The following simulations demonstrate the capability of the algorithm to discover the underlying causes of the observations. The observations were generated by a randomly initialised MLP network as before. The generating MLP network had eight inputs, 30 hidden neurons and 20 outputs. Four of the sources were super-Gaussian and four were sub-Gaussian. Several MLP networks with different structures and initialisations were used for estimating the sources and the results obtained by the network which reached the lowest value of the cost function are presented here. This network had 50 hidden neurons.
FastICA, a well-known linear ICA algorithm, gives the sources shown in Fig. 6. On each of the eight scatter plots one of the original sources is plotted against the estimated source which best correlates with the original source. An optimal result would be a straight line on each plot. Judging from the plots in Fig. 6, linear ICA is not able to retrieve the original sources. This is also evident from the signal to noise ratio which is 0.7 dB. The inability of the linear ICA to find the original sources is caused by the mismatch between the actual generating model, which is nonlinear, and the assumed linear model.
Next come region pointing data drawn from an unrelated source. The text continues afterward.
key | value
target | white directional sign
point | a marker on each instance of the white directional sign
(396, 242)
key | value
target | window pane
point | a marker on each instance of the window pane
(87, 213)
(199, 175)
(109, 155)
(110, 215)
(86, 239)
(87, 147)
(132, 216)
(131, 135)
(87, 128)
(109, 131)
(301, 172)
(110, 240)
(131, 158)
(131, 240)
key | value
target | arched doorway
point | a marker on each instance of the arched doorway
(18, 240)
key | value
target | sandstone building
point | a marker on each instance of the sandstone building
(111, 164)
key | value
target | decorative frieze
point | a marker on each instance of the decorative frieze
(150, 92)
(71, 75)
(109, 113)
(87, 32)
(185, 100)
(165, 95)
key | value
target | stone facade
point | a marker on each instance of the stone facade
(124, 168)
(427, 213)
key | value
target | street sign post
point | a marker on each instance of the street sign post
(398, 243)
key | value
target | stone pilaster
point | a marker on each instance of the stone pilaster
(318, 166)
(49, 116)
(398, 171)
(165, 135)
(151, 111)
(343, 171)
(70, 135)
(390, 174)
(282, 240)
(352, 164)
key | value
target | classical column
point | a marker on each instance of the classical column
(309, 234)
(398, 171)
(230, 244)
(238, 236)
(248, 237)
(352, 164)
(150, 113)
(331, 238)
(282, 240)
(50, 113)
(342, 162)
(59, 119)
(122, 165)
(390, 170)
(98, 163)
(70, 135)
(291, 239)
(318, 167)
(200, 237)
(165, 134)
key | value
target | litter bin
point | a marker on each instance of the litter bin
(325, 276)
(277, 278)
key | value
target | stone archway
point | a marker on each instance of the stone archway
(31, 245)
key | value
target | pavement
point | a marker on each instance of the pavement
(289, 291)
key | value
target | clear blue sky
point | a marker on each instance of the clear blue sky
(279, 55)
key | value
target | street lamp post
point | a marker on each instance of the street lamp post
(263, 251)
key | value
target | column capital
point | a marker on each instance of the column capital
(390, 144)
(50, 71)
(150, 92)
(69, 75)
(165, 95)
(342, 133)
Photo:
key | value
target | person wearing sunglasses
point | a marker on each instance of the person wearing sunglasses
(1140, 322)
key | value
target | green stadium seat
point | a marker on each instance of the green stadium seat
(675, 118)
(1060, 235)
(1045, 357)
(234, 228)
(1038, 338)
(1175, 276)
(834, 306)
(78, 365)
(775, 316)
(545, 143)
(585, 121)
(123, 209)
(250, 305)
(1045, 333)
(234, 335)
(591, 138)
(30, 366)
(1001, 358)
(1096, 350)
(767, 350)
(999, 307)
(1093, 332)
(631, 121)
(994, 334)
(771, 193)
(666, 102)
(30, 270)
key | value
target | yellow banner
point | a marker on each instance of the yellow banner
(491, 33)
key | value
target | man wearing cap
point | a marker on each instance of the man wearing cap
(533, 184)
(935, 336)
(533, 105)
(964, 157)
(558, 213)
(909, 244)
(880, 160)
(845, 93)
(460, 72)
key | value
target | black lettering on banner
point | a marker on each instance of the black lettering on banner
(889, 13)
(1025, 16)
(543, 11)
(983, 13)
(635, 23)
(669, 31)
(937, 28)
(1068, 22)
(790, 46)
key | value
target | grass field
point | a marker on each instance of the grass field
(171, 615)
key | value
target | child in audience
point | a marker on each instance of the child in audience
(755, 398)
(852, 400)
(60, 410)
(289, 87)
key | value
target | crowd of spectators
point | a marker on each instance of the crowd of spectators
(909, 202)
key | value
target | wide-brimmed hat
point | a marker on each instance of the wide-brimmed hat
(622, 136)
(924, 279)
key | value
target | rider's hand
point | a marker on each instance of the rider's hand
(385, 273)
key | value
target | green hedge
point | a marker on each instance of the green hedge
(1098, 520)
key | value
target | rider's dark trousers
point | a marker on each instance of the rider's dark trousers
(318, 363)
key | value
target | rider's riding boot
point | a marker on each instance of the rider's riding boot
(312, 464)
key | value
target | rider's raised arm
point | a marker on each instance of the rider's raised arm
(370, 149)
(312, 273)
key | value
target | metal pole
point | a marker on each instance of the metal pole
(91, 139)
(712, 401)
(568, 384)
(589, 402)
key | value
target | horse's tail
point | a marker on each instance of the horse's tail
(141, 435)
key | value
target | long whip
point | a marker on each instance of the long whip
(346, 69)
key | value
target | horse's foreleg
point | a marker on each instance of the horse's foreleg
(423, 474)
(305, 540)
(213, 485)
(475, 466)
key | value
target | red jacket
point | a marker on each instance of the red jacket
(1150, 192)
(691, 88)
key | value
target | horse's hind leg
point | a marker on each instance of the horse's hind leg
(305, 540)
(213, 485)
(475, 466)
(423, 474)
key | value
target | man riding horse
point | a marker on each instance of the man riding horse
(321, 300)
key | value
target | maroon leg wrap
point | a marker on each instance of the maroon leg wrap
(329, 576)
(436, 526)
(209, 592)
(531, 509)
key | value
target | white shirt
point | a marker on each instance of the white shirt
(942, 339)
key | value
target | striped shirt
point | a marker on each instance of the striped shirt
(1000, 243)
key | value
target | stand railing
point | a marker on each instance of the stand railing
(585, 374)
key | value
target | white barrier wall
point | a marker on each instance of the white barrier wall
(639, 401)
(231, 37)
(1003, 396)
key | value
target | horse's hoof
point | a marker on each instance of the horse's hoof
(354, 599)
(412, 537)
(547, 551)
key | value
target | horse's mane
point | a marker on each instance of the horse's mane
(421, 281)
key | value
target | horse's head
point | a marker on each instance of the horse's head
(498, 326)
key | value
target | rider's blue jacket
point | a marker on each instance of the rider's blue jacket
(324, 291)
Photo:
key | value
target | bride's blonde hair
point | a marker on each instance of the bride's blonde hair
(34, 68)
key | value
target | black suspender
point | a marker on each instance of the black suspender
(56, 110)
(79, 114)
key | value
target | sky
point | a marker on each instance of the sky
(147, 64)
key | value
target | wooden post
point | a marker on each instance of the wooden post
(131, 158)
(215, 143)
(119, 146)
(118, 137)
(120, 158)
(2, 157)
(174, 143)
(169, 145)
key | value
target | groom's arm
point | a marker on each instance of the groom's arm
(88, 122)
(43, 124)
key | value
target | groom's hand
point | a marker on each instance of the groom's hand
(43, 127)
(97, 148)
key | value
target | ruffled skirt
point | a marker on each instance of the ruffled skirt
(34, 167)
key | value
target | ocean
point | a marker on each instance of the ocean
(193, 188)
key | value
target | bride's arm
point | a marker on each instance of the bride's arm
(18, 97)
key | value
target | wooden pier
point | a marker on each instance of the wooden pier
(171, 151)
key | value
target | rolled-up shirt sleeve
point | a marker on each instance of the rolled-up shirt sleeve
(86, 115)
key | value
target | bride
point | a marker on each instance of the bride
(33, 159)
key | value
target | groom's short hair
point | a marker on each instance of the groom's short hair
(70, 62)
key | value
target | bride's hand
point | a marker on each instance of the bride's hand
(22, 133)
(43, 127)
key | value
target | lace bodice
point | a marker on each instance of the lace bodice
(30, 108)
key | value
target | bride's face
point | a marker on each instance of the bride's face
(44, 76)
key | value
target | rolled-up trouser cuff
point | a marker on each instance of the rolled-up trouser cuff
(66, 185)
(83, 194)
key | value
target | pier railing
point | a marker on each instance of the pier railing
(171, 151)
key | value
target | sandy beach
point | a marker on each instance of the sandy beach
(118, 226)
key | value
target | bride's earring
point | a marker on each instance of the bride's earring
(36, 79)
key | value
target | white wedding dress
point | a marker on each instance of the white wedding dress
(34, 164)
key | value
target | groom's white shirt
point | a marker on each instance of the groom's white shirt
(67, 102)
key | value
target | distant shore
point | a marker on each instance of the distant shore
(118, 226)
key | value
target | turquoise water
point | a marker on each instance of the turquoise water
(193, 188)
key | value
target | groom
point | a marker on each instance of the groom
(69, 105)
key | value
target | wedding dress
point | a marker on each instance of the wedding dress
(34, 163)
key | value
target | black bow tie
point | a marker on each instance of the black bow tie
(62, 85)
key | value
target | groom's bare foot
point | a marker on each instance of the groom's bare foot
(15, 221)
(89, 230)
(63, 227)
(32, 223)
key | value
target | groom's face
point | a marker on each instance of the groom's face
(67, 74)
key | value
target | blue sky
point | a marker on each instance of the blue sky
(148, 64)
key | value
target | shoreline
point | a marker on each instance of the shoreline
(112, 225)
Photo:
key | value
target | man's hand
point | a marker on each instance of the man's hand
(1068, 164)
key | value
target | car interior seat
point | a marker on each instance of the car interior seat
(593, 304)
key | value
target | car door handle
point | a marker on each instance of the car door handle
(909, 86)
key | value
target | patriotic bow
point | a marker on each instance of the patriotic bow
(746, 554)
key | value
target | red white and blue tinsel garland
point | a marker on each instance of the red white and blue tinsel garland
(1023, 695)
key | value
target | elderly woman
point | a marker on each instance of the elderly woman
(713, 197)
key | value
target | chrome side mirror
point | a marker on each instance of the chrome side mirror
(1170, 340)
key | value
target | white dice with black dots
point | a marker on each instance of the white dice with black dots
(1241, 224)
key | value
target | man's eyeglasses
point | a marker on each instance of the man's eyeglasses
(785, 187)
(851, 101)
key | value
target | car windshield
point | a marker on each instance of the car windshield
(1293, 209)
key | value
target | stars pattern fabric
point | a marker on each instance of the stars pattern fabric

After 2000 sweeps with the nonlinear FA, that is, using only one Gaussian for modelling the distribution of each source, and a rotation with the FastICA, the sources have greatly improved as can be seen in Fig. 7. The nonlinear FA has been able to detect the nonlinear subspace in which the data points lie. The rotation ambiguity inherent in FA has been solved by the linear ICA. At this stage the signal to noise ratio is 13.2 dB.
Now the sources have non-Gaussian distributions and it is reasonable to use mixtures of Gaussians to model the distribution of each source. Three Gaussians were used for each mixture, but it would have been possible to optimise also the number of Gaussians. The results after another 5500 sweeps through the data are depicted in Fig. 8. The signal to noise ratio has further improved to 17.3 dB. Part of the improvement is due to fine-tuning of the nonlinear subspace which would have taken place even if only nonlinear FA were applied. However, the signal to noise ratio achieved by pure nonlinear FA applied for 7500 iterations is only 14.9 dB which shows that the network has also taken into account the non-Gaussian models of the sources.